Hélas ! ma mère, répondis-je en jetant un soupir, je ne vous accuse de rien ; je vous rends mille grâces, à vous et à ces dames, de tout ce que vous pensez d’obligeant pour moi.

Et je leur dis ce peu de mots d’un air si plaintif et si attendrissant, on a quelquefois des tons si touchants dans la douleur ; avec cela, j’étais si jeune, et par là si intéressante, que je fis, je pense, pleurer ces bonnes filles.

Elle n’a pas dîné sans doute, dit une d’entre elles ; il faudrait lui apporter quelque chose. Il n’est pas nécessaire, repris-je, et je vous en remercie, je ne mangerais point.

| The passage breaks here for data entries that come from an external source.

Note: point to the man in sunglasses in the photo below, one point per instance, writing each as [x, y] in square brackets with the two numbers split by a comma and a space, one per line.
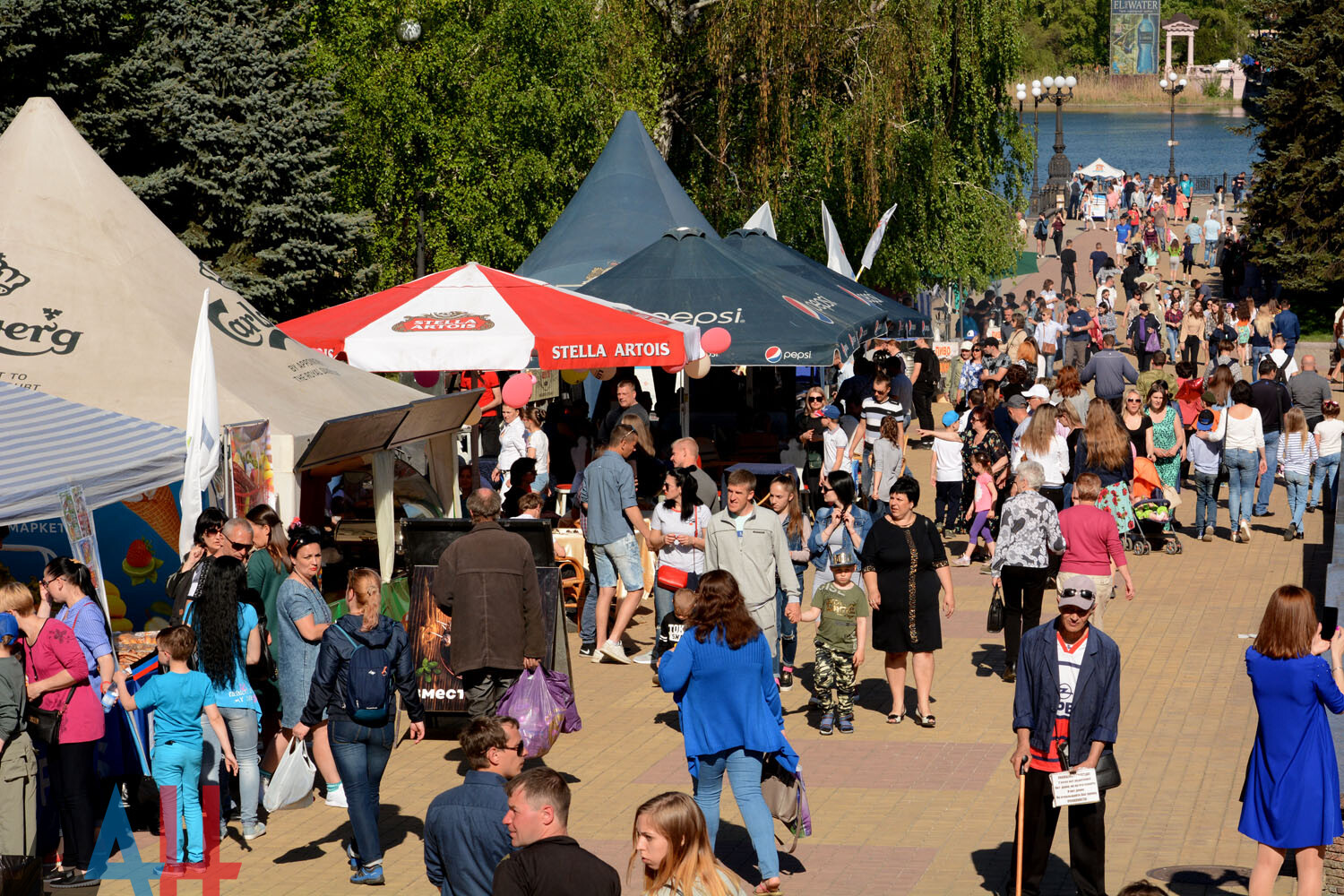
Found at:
[1066, 713]
[464, 828]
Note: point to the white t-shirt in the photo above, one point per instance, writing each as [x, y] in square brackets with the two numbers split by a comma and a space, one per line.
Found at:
[1331, 433]
[669, 521]
[946, 460]
[832, 444]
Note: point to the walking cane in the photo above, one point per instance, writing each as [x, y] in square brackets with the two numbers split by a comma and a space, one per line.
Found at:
[1021, 805]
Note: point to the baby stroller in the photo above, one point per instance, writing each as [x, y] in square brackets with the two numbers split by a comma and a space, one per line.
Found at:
[1152, 513]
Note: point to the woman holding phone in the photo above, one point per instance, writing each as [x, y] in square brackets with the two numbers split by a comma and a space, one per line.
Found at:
[1292, 794]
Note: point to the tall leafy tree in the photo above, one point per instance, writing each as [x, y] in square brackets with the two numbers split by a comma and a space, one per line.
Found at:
[1297, 199]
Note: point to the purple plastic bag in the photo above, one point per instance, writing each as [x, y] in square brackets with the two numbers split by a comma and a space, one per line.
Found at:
[543, 704]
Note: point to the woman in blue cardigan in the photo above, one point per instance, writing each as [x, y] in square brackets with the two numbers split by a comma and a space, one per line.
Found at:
[840, 525]
[722, 677]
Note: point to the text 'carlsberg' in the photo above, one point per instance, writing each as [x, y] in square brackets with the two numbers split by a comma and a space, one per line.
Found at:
[621, 349]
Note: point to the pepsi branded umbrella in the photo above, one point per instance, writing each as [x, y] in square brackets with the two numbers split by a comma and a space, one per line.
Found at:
[690, 277]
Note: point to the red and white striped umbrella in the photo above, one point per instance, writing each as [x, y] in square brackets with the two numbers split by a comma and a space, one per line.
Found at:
[476, 317]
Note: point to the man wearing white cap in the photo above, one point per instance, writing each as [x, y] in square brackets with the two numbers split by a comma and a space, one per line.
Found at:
[1066, 713]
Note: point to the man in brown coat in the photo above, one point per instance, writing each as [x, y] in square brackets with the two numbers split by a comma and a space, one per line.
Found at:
[487, 586]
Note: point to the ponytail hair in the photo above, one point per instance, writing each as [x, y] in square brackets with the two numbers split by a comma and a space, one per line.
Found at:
[368, 587]
[75, 573]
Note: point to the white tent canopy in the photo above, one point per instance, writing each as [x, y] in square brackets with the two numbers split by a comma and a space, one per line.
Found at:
[51, 444]
[1104, 171]
[99, 306]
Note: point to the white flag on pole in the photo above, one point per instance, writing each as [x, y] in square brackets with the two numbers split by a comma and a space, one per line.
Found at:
[835, 252]
[202, 429]
[763, 220]
[876, 238]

Mais il fut décidé que je prendrais du moins un potage, qu’on alla chercher, et qu’on apporta avec un petit dîner de communauté ; et pour dessert, du fruit d’assez bonne mine.

je refusais le tout d’abord ; mais ces religieuses étaient si pressantes, et ces personnes-là, dans leurs douces façons, ont quelque chose de si engageant, que je ne pus me dispenser de goûter de ce potage, de manger du reste, et de boire un coup de vin et d’eau, toujours en refusant, toujours en disant : Je ne saurais.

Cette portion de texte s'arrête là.